Core approach
Open Frontier aims to minimize data collection, favor browser-side processing for static tools, avoid behavioral advertising, and make external dependencies understandable. That does not mean every product collects zero data or works entirely offline.
Browser-only tools and simulations
Many tools process inputs in JavaScript on your device. Work may exist only in memory or may be saved to browser storage such as localStorage or IndexedDB. Unless a network feature is used, the content itself generally does not need to be sent to an Open Frontier backend.
Browser storage is not a durable backup. It may be removed when you clear site data, use private browsing, change devices, or when the browser reclaims storage.
Hosting and analytics
Sites are primarily hosted on Cloudflare infrastructure. Like most web hosts, Cloudflare processes request information needed to deliver and protect a site, which can include IP address, user agent, requested URL, timing, and security signals.
Storefronts may use Cloudflare Web Analytics, a cookieless measurement service designed without cross-site tracking. Individual creators may have approved analytics options on platform-hosted products. Open Frontier's intended model does not rely on behavioral advertising or sale of personal data.
Accounts and platform services
Products that support identity, publishing, ownership, synchronization, collaboration, payments, support, or marketplaces process the information necessary for those functions. This can include an account identifier, email or GitHub identity, roles, product ownership, usage needed for quotas or creator payouts, uploaded content, and transaction references.
Do not assume the no-account behavior of a static tool applies to a Pro service or creator console.
AI features
An AI feature can use one of several execution paths:
- Local heuristics or conventional JavaScript with no model request.
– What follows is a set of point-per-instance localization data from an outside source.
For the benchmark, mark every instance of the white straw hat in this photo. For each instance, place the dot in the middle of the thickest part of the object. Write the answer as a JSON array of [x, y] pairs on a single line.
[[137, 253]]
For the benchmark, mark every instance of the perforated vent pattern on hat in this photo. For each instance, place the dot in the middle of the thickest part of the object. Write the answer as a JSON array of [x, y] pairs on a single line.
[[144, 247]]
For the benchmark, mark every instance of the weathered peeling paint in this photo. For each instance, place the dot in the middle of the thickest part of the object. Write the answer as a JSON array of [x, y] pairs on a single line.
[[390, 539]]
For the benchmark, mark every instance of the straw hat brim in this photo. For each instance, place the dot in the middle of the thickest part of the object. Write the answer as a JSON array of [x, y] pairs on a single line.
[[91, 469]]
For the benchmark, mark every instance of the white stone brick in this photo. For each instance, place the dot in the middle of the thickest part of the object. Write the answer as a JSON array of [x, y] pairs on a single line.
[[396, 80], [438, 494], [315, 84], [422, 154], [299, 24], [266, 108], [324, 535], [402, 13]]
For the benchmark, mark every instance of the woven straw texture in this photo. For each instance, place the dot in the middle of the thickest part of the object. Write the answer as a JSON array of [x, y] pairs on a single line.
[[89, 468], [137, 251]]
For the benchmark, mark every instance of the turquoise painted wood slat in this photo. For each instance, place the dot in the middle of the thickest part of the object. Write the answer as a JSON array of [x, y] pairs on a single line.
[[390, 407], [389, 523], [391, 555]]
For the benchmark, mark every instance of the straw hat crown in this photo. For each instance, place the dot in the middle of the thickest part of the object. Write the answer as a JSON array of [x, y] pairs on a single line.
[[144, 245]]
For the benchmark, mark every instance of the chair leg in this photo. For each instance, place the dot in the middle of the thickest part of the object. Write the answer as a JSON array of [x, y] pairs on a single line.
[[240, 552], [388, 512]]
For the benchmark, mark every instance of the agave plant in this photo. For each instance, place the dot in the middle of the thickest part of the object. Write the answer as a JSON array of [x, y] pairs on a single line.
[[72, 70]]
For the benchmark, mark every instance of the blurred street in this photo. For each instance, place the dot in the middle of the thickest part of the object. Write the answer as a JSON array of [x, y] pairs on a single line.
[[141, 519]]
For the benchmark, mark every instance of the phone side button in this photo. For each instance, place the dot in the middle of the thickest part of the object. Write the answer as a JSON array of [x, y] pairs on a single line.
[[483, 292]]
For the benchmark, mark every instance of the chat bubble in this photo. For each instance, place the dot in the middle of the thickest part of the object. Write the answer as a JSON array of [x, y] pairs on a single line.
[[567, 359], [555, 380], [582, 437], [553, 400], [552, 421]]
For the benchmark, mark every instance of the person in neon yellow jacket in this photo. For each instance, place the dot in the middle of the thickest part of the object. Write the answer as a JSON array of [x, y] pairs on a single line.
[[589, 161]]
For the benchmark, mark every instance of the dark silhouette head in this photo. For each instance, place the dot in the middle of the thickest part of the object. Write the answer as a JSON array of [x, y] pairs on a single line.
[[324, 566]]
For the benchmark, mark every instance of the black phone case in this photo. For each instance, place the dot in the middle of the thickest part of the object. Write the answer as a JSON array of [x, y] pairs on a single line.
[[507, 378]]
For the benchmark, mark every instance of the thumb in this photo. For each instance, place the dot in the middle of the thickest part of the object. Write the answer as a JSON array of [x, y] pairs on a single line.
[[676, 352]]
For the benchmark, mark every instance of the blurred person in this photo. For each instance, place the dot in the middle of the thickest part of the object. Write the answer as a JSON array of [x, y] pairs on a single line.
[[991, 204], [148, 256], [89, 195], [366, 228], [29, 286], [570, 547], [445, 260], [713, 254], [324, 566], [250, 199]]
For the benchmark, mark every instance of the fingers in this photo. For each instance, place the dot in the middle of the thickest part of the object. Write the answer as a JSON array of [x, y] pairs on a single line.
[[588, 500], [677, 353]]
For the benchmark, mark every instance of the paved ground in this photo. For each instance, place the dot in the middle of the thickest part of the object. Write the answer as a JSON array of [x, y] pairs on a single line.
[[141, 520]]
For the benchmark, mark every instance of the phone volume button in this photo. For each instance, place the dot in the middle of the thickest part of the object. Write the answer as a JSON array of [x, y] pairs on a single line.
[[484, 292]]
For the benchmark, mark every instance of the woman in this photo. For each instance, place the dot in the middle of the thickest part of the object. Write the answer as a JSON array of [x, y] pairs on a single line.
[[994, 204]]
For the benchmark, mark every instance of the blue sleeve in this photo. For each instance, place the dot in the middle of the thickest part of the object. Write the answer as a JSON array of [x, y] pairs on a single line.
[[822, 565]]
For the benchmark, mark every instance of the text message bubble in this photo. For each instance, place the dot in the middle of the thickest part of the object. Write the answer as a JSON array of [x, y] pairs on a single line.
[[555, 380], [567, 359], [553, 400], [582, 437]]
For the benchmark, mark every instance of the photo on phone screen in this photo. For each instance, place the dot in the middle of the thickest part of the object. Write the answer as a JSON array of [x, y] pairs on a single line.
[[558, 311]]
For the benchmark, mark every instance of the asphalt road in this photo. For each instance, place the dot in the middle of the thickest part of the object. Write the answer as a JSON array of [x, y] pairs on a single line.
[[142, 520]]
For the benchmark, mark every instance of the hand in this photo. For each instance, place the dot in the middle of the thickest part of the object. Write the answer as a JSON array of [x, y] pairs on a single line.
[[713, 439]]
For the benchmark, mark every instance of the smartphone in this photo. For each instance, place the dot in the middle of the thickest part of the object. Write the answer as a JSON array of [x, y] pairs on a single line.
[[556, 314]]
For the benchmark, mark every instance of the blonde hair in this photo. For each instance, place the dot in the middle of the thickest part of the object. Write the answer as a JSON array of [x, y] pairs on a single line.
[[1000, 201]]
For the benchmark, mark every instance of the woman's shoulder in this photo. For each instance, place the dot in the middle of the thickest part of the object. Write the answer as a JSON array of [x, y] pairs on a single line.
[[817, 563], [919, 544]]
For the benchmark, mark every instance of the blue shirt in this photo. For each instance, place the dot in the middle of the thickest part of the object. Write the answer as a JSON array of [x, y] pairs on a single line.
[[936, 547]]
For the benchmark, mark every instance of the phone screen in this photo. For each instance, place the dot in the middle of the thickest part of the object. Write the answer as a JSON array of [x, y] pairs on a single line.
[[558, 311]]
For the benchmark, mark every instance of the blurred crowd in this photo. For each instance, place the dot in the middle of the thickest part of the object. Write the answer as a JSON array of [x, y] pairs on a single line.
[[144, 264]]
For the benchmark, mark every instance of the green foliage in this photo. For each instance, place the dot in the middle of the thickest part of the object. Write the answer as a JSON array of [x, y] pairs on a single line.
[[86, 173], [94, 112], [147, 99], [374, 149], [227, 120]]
- A model downloaded to and executed in the browser through WebGPU or WASM.
- A browser-provided built-in AI capability.
- A third-party API authorized with a user-provided key.
- A server-side model offered by a Pro product, including Cloudflare Workers AI.
When a third-party provider receives a request, its privacy, retention, and model-training terms apply. Do not send confidential, regulated, or legally privileged content without reviewing those terms and your obligations.
API keys
Some standalone tools may store user-provided keys in local browser storage. Platform products can provide encrypted key-vault and authorized proxy capabilities. In either case:
- Use a dedicated key with the smallest possible permissions.
- Set provider-side spending and rate limits.
- Do not reuse a production organization owner key.
- Revoke a key if you suspect exposure.
- Inspect the relevant source and network behavior before trusting an unfamiliar tool.
Third-party content and links
Tools can load fonts, libraries, model files, datasets, APIs, or other assets from third parties. Links to another website take you outside Open Frontier's control. The target's policies then apply.
Children and education
Public simulations can be used without student accounts, which reduces personal-data exposure. Open Frontier does not claim ecosystem-wide compliance with child privacy or school contracting regimes. Schools should review products, browser policies, external requests, and local legal requirements before managed deployment.
Regulated data
Do not use public Open Frontier products for protected health information, payment card data, government classified data, export-controlled information, or other regulated content unless a specific product agreement explicitly supports that use. No ecosystem-wide HIPAA, PCI DSS, SOC 2, or similar certification is claimed.
Your choices
- Use no-account static tools for lower-data workflows.
- Clear browser site data to remove locally stored settings and work.
- Do not enable optional AI, sync, analytics, or network features you do not need.
- Export and independently back up important work.
- Use provider controls to delete or revoke external account data and keys.
- Open an issue when a tool does not disclose a meaningful network dependency.
Retention and deletion
Browser-only data remains until you clear it, the product deletes it, or the browser evicts it. Server-side retention differs by product and data type. Account deletion should remove or de-identify data no longer legally or operationally required, but backups, fraud prevention, financial records, and security logs can have different retention periods.
The ecosystem does not yet publish one universal retention schedule. Products collecting durable user data should document retention and deletion before being treated as mature public services.
International access
Cloudflare and third-party providers can process data in multiple countries. Open Frontier does not currently claim a universal enterprise data-processing agreement, regional residency guarantee, or appointed privacy representative for every jurisdiction.
Copyright and removal requests
If a public item includes material you believe infringes your rights, identify the exact URL, the protected work, your relationship to it, and a way to contact you. Reports should go to the responsible repository owner. Material may be temporarily disabled while provenance and license terms are reviewed.
Security limitations
No public web service can promise absolute security. Mature platform stores have automated tests and compliance checks, but Open Frontier does not claim an independent ecosystem-wide security certification. Use beta services with proportionate caution and report vulnerabilities privately where possible.
Questions and corrections
Data flows should be documented at the product level. If this overview conflicts with observed behavior, the behavior should be investigated and either corrected or documented. Report the exact URL and network request in the affected repository.